There are two major types of diabetes, but they don't have very exciting names.
They're called type 1 and type 2. Let's find out about type 2 diabetes
(say: dye-uh-BEE-tees), a health problem that affects kids and adults.
What Is Diabetes?
Diabetes is a disease that affects how the body uses glucose
(say: GLOO-kose), a sugar that is the body's main source of fuel. Your body needs
glucose to keep running. Here's how it should work:
Insulin helps the glucose get into the body's cells.
Your body gets the energy it needs.
The pancreas is a
long, flat gland in your belly that helps your body digest food. It also makes insulin.
Insulin is kind of like a key that opens the doors to the cells of the body. It lets
the glucose in. Then the glucose can move out of the blood and into the cells.
But if someone has diabetes, the body either can't make insulin or the insulin
doesn't work in the body like it should. The glucose can't get into the cells normally,
so the blood sugar
level gets too high. Lots of sugar in the blood makes people sick if they don't
What Is Type 2 Diabetes?
Type 1 and type 2 diabetes cause high blood sugar levels in different ways.
In type 1 diabetes, the pancreas
can't make insulin. The body can still get glucose from food. But the glucose can't
get into the cells, where it's needed. Glucose stays in the blood. This makes the
blood sugar level very high.
Type 2 diabetes is different. With type 2, the pancreas still makes insulin. But
the insulin doesn't do its job as well in the body. Glucose just hangs around and
builds up in the blood. The pancreas makes even more insulin to get glucose to go
into the cells, but eventually gets worn out from working so hard. As a result, the
blood sugar levels rise too high.
Most people who have type 2 diabetes are overweight.
In the past, mainly overweight adults got type 2 diabetes. Today, more kids are being
diagnosed with type 2 diabetes, probably because more kids are overweight.
Experts think that the tendency to get it is probably passed down through families.
Kids with family members who have type 2 diabetes get diabetes more often.
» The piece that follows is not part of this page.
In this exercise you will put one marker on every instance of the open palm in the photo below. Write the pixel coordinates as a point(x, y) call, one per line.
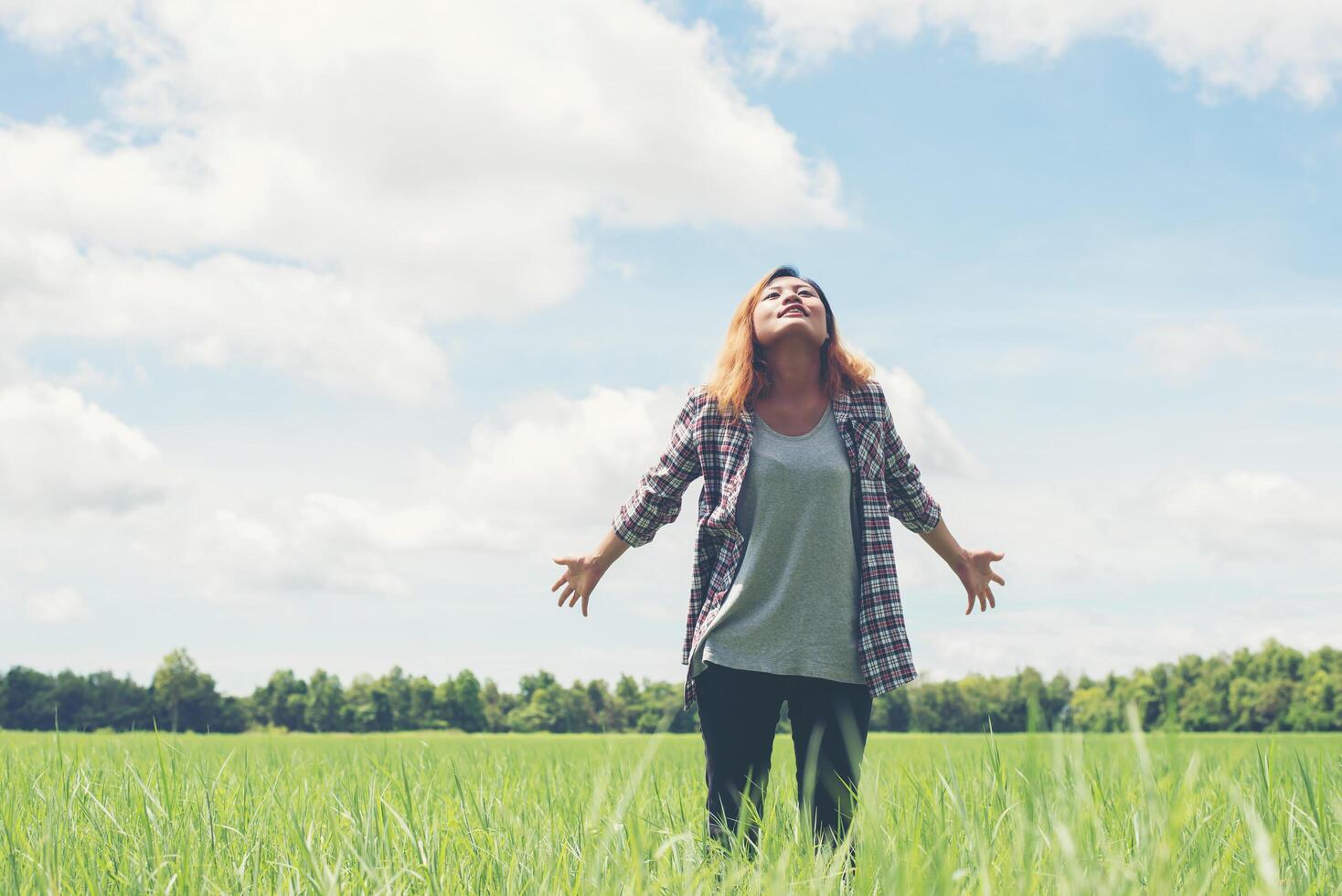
point(977, 577)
Kids older
than 10 are more likely to get type 2 diabetes than younger kids.
What Are the Signs of Type 2 Diabetes?
Some kids can have type 2 diabetes without knowing it. Some of the signs aren't
easy to spot and can take a long time to develop. And a lot of kids don't have any
symptoms at all.
But when a person first gets type 2 diabetes, he or she usually:
feels tired a lot because the body can't use sugar for energy
pees a lot because the body tries to get rid of the extra blood
sugar by passing it out of the body in the urine (pee)
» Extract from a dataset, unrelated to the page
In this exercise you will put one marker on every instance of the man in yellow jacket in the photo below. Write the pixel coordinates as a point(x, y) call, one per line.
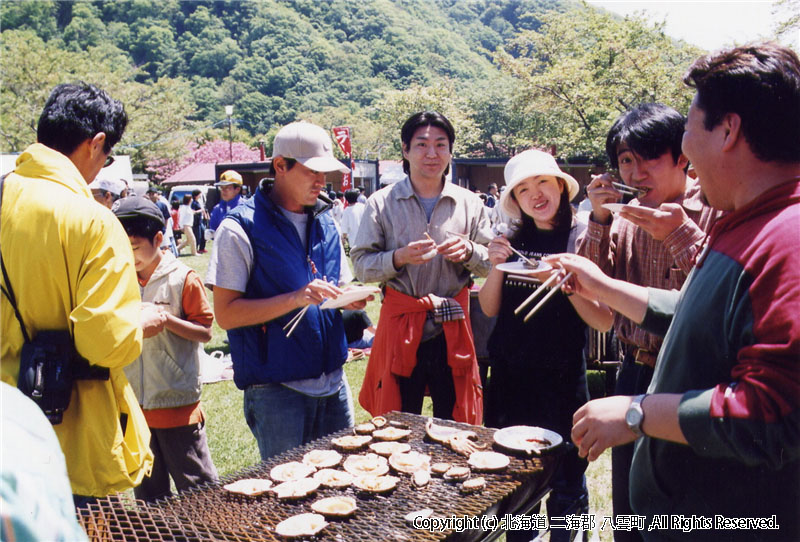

drinks a lot to make up for all that peeing
The skin can look different
in some kids with type 2 diabetes. They may notice a dark ring around their necks
that doesn't wash off. They may also see thick, dark, velvety skin under the arms,
between the legs, between fingers and toes, or on elbows and knees. This skin darkening
can lighten over time with if someone's insulin resistance gets better.
How Is Type 2 Diabetes Diagnosed?
How do you find out whether you have diabetes? Doctors can say for sure if a person
has diabetes by testing blood samples for glucose. Even if a kid doesn't have any
symptoms of type 2 diabetes, doctors may use blood tests to check for it in kids who
are more likely to get it — like those who are overweight.
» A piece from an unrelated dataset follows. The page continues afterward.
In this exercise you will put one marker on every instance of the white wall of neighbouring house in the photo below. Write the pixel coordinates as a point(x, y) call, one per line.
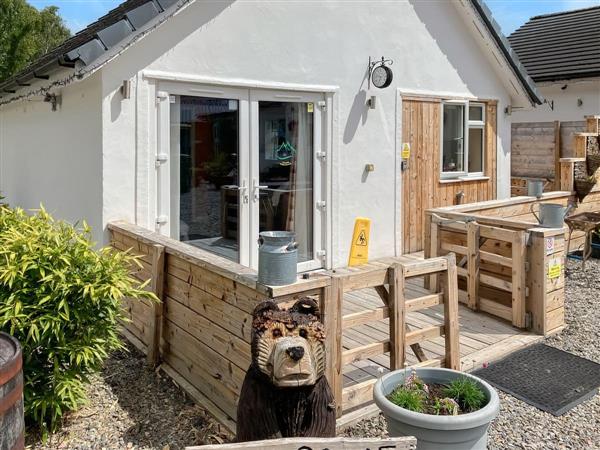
point(313, 43)
point(573, 100)
point(55, 158)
If you have type 2 diabetes, you may visit a doctor called a pediatric
endocrinologist (say: pee-dee-AH-trik en-duh-krih-NOL-eh-jist). A pediatric
endocrinologist helps kids with diabetes, growth problems, and more.
How Is Type 2 Diabetes Treated?
Kids with type 2 diabetes have to pay a little more attention to what they're eating
and doing than kids without diabetes. They may need to:
Eat a healthy diet, as determined by the care team.
Get regular physical activity to achieve a healthy weight and allow insulin to
work more effectively.
shots or medicines that help insulin work better in their bodies.
Check their blood sugar levels.
Get treatment for other health problems that can happen more often in people with
type 2 diabetes, like high blood
pressure or problems with the levels of fats
in their blood.
Have regular checkups with doctors and other people on their diabetes health care
team so they can stay healthy and get treatment for any diabetes problems.
They might have to eat smaller amounts of foods than they had been and less salt
or fat, too. The good news is that kids who eat healthy foods, stay active, and get
to a good weight might be able to get their blood sugar levels into a healthier range.
If that happens, their doctors may decide they don't have to take medicine for diabetes
What Else Should I Know?
Even though kids with diabetes have to do some special things, diabetes doesn't
keep them from doing the stuff they love. They can still play sports, go out with
their friends, and go on trips.
So if you have a friend with diabetes, let him or her know you can deal with it.
Being friends is all about having fun together, not having a perfect blood sugar level!